Camino de sirga, un monumento literario



Pilastras y paredes maestras se resquebrajaron bruscamente; un estruendo ensordecedor en el que se mezclaban el crujido de jácenas y vigas, el desplome de escaleras, suelos, tabiques y bovedillas, el estallido de cristales y una rotura de ladrillos, tejas y mosaicos, retumbó por la bajada de la Herradura mientras la casa se derrumbaba irremediablemente. Enseguida, una nube de polvo, la primera de las que debían acompañar la larga agonía que entonces comenzaba, se alzó por encima de la villa y se desvaneció poco a poco en el aire luminoso de la mañana de primavera.
Años después, cuando el desastre iniciado aquel día de 1970 era memoria lejana, tiempo amortajado con telarañas de niebla, una crónica anónima reunió un montón de testimonios sobrecogedores sobre el acontecimiento. El primero desde un punto de vista cronológico, pese a que no resultaba el más patético, recogía el parón del reloj del campanario ocurrido la víspera en medio de un crepúsculo tempestuoso que pintaba el cielo con carmines violáceos, oros mortecinos y brumas negras; según el cronista, la avería era una premonición clara de lo que debía ocurrir al día siguiente, un anuncio del final inexorable del tiempo antiguo. La angustia se hacía estremecedora en la descripción, debida a otro testimonio, de la noche a que había dado paso la incertidumbre del crepúsculo: la crónica hablaba del espeso silencio de las calles desiertas, silencio que quería reflejar el de la gente encerrada en casa, rezando para que no rompiera el día. Sin embargo, de todas las evocaciones, la más sobrecogedora era la del siniestro estruendo de las once de la mañana siguiente en la bajada de la Herradura: según la crónica, el vecindario se sintió sacudido hasta la médula por el comienzo del desastre.
Sin duda, los testimonios resultaban impresionantes. Ahora bien, no era esta la única característica que tenían en común; compartían otra, quizá insignificante pero bastante esclarecedora de lo que sucedió aquel día nefasto: todos, sin excepción, eran también absolutamente falsos.

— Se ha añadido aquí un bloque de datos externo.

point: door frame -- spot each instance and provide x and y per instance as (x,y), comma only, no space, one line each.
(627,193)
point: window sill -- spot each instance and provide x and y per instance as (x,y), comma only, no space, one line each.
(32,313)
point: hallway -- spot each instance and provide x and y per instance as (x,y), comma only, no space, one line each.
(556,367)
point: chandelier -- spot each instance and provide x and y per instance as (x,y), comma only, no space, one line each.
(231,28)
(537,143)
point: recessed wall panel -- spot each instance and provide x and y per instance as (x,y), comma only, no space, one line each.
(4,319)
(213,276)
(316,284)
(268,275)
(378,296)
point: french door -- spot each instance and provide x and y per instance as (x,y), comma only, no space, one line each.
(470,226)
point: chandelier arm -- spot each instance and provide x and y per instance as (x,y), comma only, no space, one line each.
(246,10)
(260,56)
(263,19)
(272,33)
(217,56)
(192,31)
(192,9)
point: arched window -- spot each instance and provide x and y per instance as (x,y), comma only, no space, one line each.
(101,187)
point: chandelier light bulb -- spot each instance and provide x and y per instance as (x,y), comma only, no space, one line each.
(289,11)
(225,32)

Son los párrafos iniciales de Camino de sirga, la obra maestra absoluta de Jesús Moncada (Mequinenza, 1941-Barcelona, 2005), que apareció en catalán en 1988 y obtuvo en 1989 el Premio de la Crítica. Una novela que Anagrama recupera cuando se cumplen veinte años de la muerte de su autor, con la estupenda traducción de Joaquín Jordá.

Los habitantes se engañaban empecinándose en convertir el 12 de abril de 1970 en una fecha clave de su drama colectivo, como se equivocaban también al sentirse culpables de no haber asistido al acontecimiento. La demolición de la casa número 20 de la bajada de la Herradura con que se había iniciado el arrasamiento de la villa –y el azar burocrático señaló aquella como hubiera podido designar cualquiera de las que ya estaban vacías– no fue más que el principio del último acto de una prolongadísima pesadilla. Cuando las máquinas tensaron las sirgas de acero atadas a las pilastras y el edificio cayó en medio de una nube de polvo, hacía más de trece años que la destrucción de la villa había comenzado.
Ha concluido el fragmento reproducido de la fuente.